Leczenie gwiaździaka

Moja mama (48 lat) obecnie przebywa w hospicjum, jednak szukam wszelkich możliwych sposobów, aby została z nami jak najdłużej. Wszystko rozpoczęło się 10 lat temu, diagnoza:rak mózgu. Duży obszar zajmujący większą część prawej półkuli. Operacja przebiegła pomyślnie, była radioterapia.

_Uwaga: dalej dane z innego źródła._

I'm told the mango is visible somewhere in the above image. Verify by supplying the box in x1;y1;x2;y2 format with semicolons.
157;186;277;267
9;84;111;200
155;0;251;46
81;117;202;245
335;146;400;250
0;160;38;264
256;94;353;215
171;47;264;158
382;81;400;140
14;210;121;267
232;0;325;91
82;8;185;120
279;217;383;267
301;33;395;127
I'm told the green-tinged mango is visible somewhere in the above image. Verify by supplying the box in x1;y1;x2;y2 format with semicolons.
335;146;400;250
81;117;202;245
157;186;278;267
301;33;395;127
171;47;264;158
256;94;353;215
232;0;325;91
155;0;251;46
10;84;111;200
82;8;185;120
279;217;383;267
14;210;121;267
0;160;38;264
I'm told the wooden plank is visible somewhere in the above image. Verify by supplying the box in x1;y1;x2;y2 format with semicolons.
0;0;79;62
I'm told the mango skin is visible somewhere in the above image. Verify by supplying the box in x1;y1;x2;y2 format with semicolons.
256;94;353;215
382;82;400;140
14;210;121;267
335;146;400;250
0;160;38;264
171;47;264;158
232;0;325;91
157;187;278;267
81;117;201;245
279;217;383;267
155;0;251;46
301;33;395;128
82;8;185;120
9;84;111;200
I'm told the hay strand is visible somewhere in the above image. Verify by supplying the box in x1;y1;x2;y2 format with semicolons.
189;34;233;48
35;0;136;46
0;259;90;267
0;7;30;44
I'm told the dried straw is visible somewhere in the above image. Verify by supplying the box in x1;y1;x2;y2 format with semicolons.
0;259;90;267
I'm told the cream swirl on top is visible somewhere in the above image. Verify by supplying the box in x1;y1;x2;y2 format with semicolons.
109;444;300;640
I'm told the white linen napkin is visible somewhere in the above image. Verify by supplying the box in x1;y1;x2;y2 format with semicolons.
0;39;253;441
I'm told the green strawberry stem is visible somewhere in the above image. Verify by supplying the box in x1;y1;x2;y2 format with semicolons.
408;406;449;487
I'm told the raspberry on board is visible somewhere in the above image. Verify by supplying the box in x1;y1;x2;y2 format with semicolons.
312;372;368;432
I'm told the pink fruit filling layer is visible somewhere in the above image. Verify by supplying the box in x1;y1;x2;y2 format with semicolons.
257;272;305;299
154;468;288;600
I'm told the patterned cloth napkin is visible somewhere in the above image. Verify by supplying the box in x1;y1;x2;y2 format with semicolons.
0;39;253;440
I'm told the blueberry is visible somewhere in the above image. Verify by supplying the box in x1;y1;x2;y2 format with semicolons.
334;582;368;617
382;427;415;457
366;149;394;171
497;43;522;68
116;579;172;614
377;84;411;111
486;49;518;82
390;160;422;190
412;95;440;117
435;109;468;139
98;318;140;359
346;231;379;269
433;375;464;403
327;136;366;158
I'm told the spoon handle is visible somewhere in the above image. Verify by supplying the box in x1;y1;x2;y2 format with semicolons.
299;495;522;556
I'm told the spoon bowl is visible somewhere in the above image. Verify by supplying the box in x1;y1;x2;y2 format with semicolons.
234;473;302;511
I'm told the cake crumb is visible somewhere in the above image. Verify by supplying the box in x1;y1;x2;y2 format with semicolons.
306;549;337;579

Po 4 latach nastąpiła wznowa guza tym razem moja mama zastała wyleczona w instytucie im.M.Skłodowskiej-Curie w Gliwicach napromienianiem. Po kolejnych 3 latach znów to samo-wznowa. Wszystko w niewielkich odległościach. Znów pomogli nam lekarze z instytutu w Gliwicach. Rok 2011, na rezonansie widoczne wzmocnienie kontrastowe. Lekarze zakładali, że to tylko martwica. Jednak kolejne badanie rezonansem magnetycznym wykazało wznowę, w tym samych miejscu co 10 lat temu. Lekarz zdecydował się operować. Długo się wahaliśmy, ale w końcu trzeba ratować życie, dopóki jest choćby cień nadziei. 14 maja wypada 2 miesiące od operacji mamy. 3 tygodnie temu urwał się kontakt, jest nieprzytomna, nie reaguje na bodźce, oczy są nieruchome. Nie porusza kończynami. Obecnie lekarka zleciła podanie Mannitolu i przeciwbólowego Ketanolu. Konsultowaliśmy przypadek mamy w instytucie w Gliwicach, lekarze stwierdzili, że mogliby podać kolejną dawkę napromieniania, jednak byłaby o połowę mniejsza, w związku z tym wyleczenie byłoby raczej mało prawdopodobne, jedynie mogliby przekształcić mamę w roślinę. Po drugie musiałaby być w miarę chodząca i komunikatywna. Czy jest jakaś szansa na uratowanie życia mojej mamie ? Proszę o jakiekolwiek odpowiedzi w tej sprawie.

Ania 2012-05-08, 20:45

Wywiad jest bardzo obciążony. Kolejna wznowa i przebyte leczenie niestety nie rokują dobrze. Także stan neurologiczny wskazuje na obrzęk i ucisk tkanki mózgowej. Kolejna radioterapia może nie przynieść rezultatu. Najlepiej skonsultować się z onkologiem osobiście.